2021/10/30 のログ
ご案内:「ハテグの主戦場 戦場跡」にグァイ・シァさんが現れました。
グァイ・シァ > 空は水色に高く晴れ上がり、雲一つなかった日の陽が暮れる。洛陽間近の陽光は肌を焼こうとするかに強かったが、西の空に朱く残滓を残して沈んでしまえば途端に冷たい風が吹き始めた。

散々に踏み荒らされる戦場にしぶとく蔓延る雑草たちも、季節には敵わないとみえて白っぽく日に焼けたような茶色で丘を覆っている。それが血の香りを含んで吹く風にざあ、となびいて、合間合間で倒れ伏すものたちを浮き彫りにしていた。

ここにひとり
こちらにいくつか
あちらに一山

倒れ伏したものたちから反応は伺えず、ただ濃い血の香りだけが数刻前まで血の通っていた身体であることを示していた。

やがて陽の残滓が藍色に染まり、落ちて、辺りが闇に沈み、細い月が昇る。
吹いていた風は止み、ただひやりとした空気となって丘に蟠る。
大分薄れた血の香りの中で―――がさり、と秋枯れの草を揺らす音。
それは身じろぎし、やがて身体を起こす。

数多の倒れ伏していた影のひとつだったものは、翠の瞳で弱い月光を眩しげに見る。
手も顔も身体も血と泥まみれ。顔についた泥を拭ったつもりの動作は、代わりに血を塗りたくる事になった。

「――――…」

腰に履いていた刀はひしゃげて傍らに落ちている。それを見付けた女は忌々しそうに顔を歪めてから、ひとまずその場に座り込む。
身体を点検すると、身体はいつもの如く綺麗に回復しているが、鎧も服もずたずただった。余程ひどいやられ方をしたのかもしれない。

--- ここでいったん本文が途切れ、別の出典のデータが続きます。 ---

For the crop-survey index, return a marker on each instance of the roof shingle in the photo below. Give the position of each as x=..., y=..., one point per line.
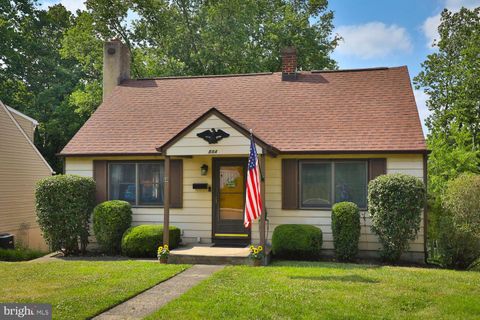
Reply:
x=344, y=111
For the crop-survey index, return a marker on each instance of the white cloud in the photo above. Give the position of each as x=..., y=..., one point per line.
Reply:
x=421, y=99
x=430, y=25
x=72, y=5
x=373, y=40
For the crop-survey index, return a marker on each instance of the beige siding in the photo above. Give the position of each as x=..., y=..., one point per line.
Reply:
x=195, y=218
x=27, y=125
x=21, y=166
x=190, y=144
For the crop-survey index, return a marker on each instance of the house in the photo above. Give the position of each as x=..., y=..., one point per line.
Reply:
x=176, y=148
x=21, y=166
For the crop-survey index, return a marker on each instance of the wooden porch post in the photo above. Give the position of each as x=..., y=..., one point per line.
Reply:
x=262, y=192
x=166, y=202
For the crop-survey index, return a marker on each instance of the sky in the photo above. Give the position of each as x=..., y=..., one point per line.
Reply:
x=377, y=33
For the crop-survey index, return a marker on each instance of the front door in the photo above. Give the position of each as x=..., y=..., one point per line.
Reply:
x=229, y=175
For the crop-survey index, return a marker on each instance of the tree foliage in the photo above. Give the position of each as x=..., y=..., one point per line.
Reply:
x=64, y=204
x=395, y=203
x=450, y=78
x=34, y=78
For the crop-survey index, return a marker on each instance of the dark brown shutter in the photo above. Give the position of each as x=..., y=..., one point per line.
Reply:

(……何食わぬ顔をして戻るにも、すこし時間が居るな)

女は死と血を糧にして存在している。
大きな損傷をやっと回復したばかりで、服や武器などを戻すには力が足りなかったが、この血の香りまだ漂う場所であれば夜明けまでには何とかなるだろう。

(……合間に、死体喰らいなどが来なければいいが)

追い払うような余計な力はない。
女は無感情な顔を上げて丘を見渡す。今の所気配はないが、これほど戦闘が繰り返される場所だ。それも時間の問題かもしれなかった。